Río adentro pueden verse el espectáculo más significativo del Ganges: las cremaciones. Son piras funerarias asistidas por deudos, turistas y curiosos. Todos miran en silencio mientras la madera y los huesos crepitan en un mismo fuego y sólo el aullido de un perro hambriento parece darle dimensión humana al dolor. Es que la muerte significa apenas un paso más de una existencia que trasciende a las vicisitudes de la carne. Cinco veces al día se producen los aartis, donde los sacerdotes encienden unas mechas que parecen candelabros y las giran durante largos minutos mientras suenan campanas y la cadencia cansina del harmonien, un instrumento que parece llorar las mismas tristezas que nuestro bandoneón arrabalero.
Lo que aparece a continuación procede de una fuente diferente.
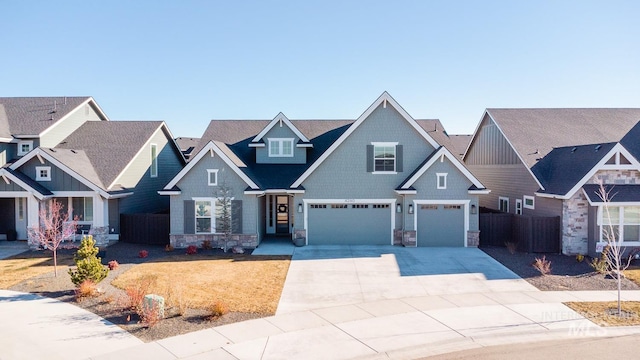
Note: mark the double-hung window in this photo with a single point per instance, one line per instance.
(280, 147)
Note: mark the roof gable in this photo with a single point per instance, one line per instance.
(384, 100)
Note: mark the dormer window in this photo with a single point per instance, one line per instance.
(43, 173)
(280, 147)
(24, 147)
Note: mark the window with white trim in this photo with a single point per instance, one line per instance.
(209, 215)
(441, 180)
(529, 202)
(280, 147)
(622, 222)
(384, 157)
(154, 160)
(212, 177)
(24, 147)
(503, 204)
(43, 173)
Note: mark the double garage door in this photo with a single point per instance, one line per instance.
(371, 224)
(349, 224)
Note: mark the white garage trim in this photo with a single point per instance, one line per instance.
(391, 202)
(464, 203)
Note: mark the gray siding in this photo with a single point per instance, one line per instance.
(62, 130)
(299, 154)
(195, 184)
(145, 188)
(343, 175)
(60, 180)
(490, 147)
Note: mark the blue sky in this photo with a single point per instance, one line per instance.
(187, 62)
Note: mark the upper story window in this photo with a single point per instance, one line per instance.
(43, 173)
(24, 147)
(280, 147)
(384, 157)
(154, 160)
(442, 180)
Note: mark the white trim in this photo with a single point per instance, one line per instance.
(441, 176)
(280, 142)
(213, 148)
(209, 172)
(503, 198)
(524, 202)
(384, 97)
(454, 160)
(464, 203)
(97, 108)
(280, 118)
(39, 170)
(61, 166)
(151, 168)
(24, 142)
(391, 202)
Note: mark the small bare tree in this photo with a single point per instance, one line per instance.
(54, 228)
(616, 261)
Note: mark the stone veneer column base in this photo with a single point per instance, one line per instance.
(473, 238)
(246, 241)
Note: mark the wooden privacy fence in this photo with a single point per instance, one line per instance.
(152, 229)
(533, 234)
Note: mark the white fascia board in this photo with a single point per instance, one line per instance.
(40, 153)
(454, 160)
(601, 165)
(210, 147)
(277, 119)
(131, 161)
(386, 98)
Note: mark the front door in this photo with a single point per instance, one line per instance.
(282, 214)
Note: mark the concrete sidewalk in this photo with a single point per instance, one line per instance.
(393, 329)
(35, 327)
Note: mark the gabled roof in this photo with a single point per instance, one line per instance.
(31, 116)
(119, 143)
(534, 133)
(440, 153)
(385, 100)
(280, 119)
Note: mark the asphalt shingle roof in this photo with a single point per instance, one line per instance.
(21, 116)
(109, 146)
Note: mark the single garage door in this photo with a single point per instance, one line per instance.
(440, 225)
(349, 224)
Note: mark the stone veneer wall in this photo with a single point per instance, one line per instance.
(247, 241)
(575, 210)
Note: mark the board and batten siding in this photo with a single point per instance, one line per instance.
(343, 175)
(71, 123)
(195, 185)
(137, 177)
(281, 132)
(60, 180)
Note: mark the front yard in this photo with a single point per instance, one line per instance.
(248, 286)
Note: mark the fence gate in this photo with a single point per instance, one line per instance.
(152, 229)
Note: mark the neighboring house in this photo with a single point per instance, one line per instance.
(381, 179)
(99, 170)
(187, 146)
(548, 162)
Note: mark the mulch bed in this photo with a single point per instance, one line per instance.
(107, 304)
(566, 272)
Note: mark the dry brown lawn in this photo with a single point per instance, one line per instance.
(605, 313)
(244, 283)
(24, 266)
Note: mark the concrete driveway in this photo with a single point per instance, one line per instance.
(328, 276)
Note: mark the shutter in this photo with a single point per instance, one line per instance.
(189, 217)
(236, 216)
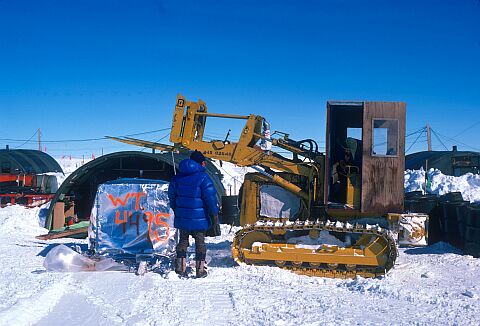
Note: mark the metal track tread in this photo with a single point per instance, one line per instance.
(340, 271)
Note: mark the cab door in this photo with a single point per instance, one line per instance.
(383, 161)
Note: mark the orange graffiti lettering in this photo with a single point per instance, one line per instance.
(137, 199)
(116, 201)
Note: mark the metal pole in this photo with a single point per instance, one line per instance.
(39, 140)
(429, 138)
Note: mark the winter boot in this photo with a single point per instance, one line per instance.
(181, 266)
(200, 268)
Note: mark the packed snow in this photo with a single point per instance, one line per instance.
(468, 184)
(429, 285)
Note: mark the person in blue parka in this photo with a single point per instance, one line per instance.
(193, 199)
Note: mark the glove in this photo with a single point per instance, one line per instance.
(214, 230)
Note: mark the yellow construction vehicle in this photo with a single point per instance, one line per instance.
(302, 213)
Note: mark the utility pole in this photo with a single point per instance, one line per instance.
(429, 138)
(39, 140)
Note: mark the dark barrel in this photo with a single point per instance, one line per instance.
(472, 231)
(230, 211)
Además de ese ritual parecido al de la misa católica, la esencia del hinduismo comparte varias similitudes con las religiones occidentales: libros sagrados de procedencia divina que fueron revelados a determinadas personas, templos voluptuosos, la búsqueda de la trascendencia espiritual, la justicia divina como compensación redentora de las buenas acciones y hasta la presencia de una trinidad superior (compuesta por Brahma, el creador, y Vishnú y Shiva, los más populares), además de la adoración de figuras sagradas, en este caso representadas por miles y miles de dioses.
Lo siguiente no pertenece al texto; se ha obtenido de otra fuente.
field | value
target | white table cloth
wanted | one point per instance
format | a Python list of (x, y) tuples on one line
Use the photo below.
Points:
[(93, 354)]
La crisis de la sociedad de consumo occidental encontró en el hinduismo un refugio hacia donde escapar. Con eso, llegó la mercantilización de la antimercantilización: cursos fast-food de yoga, relajación a domicilio, libros de autoayuda para desconsolados sin remedio, gurúes montados sobre corporaciones millonarias y el acceso a la espiritualidad como si se tratara de un spa. La verdad (si es que acaso existe y no es sólo una entelequia construida por el hombre) podrá estar en cualquier lado, pero nunca demasiado lejos de uno mismo.